Arizona Legislators Join Cell-Cultured Meat Labeling Debate
As previously reported on this blog, there has been considerable discussion around the regulation of cell-cultured meat both at the federal and state levels. Earlier this month, USDA and FDA published a formal agreement regarding federal agency oversight of human food produced using cell technology. Under the formal agreement, FDA will oversee cell collection and the development/maintenance of cell banks up and until the harvesting stage, where regulatory oversight will then transfer to USDA, which will conduct inspections of establishments where cultured cells are harvested, processed, packaged, and labeled, in accordance with FSIS regulations.

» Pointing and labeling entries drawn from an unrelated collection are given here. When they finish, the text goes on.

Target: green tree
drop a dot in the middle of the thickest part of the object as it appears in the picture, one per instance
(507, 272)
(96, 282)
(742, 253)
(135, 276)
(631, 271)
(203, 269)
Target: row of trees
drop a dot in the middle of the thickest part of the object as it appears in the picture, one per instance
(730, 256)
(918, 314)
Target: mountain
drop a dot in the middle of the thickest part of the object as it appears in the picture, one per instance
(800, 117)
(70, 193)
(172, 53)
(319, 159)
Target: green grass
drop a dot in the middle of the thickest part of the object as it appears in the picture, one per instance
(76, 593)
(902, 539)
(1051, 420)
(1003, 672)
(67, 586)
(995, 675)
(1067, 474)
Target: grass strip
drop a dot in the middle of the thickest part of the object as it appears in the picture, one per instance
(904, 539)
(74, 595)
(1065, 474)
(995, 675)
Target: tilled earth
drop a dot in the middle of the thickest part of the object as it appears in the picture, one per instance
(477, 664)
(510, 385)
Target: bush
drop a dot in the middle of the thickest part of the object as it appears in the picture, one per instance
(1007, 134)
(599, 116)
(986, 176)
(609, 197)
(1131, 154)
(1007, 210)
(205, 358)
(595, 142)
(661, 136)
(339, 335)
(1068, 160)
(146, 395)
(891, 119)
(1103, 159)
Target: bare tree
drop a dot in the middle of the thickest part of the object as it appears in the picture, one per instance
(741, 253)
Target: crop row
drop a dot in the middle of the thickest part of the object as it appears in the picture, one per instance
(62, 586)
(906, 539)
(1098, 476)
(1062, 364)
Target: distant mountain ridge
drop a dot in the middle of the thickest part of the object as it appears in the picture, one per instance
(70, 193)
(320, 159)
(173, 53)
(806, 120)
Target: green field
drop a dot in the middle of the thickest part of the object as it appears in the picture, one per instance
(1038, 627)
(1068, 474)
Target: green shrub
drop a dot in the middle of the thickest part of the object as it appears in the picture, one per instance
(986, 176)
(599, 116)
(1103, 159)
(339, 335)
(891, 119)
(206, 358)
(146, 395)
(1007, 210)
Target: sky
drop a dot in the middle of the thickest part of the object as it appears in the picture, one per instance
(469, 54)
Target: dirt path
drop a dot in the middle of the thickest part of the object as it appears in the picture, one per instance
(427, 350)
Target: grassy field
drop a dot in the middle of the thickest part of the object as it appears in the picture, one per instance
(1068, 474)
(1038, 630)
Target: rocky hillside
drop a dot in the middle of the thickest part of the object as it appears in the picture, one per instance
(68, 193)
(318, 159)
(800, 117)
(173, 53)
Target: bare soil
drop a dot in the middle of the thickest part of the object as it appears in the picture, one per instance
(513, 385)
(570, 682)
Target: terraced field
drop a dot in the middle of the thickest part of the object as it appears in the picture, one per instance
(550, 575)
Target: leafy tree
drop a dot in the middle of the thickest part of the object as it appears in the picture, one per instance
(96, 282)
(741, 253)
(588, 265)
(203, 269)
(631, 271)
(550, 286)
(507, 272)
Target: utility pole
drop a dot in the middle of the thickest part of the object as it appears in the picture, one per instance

However, there have been parallel discussions at the state level, with a focus on the labeling of cell cultured products. For example, an Arizona state lawmaker recently introduced a bill that, if enacted, would make it illegal to label a product as “meat” if it is “not derived from harvested production livestock.” The same restrictions would apply to labeling a product as “chicken,” if it was not once live poultry. The bill, HB2604, was introduced to the Arizona House Committee on Land and Agriculture by David Cook (R-Globe), with specific intention to prevent cell-cultured meat from being labeled “meat.” However, HB2604 was not met without criticism. For instance, some lawmakers questioned whether the bill could withstand a federal preemption legal challenge. And while the bill failed to pass the House, it is up for reconsideration within the month.
As our readers are aware, Arizona is not the only state stepping into the discussion. Missouri, Nebraska, South Dakota, North Dakota, and several other states have introduced legislation that would prohibit representing a product as meat that is not derived from livestock or poultry. And as interest in cell-cultured meat continues to grow, more states are likely to enter the debate. We will continue to monitor and report on regulatory activity in this area.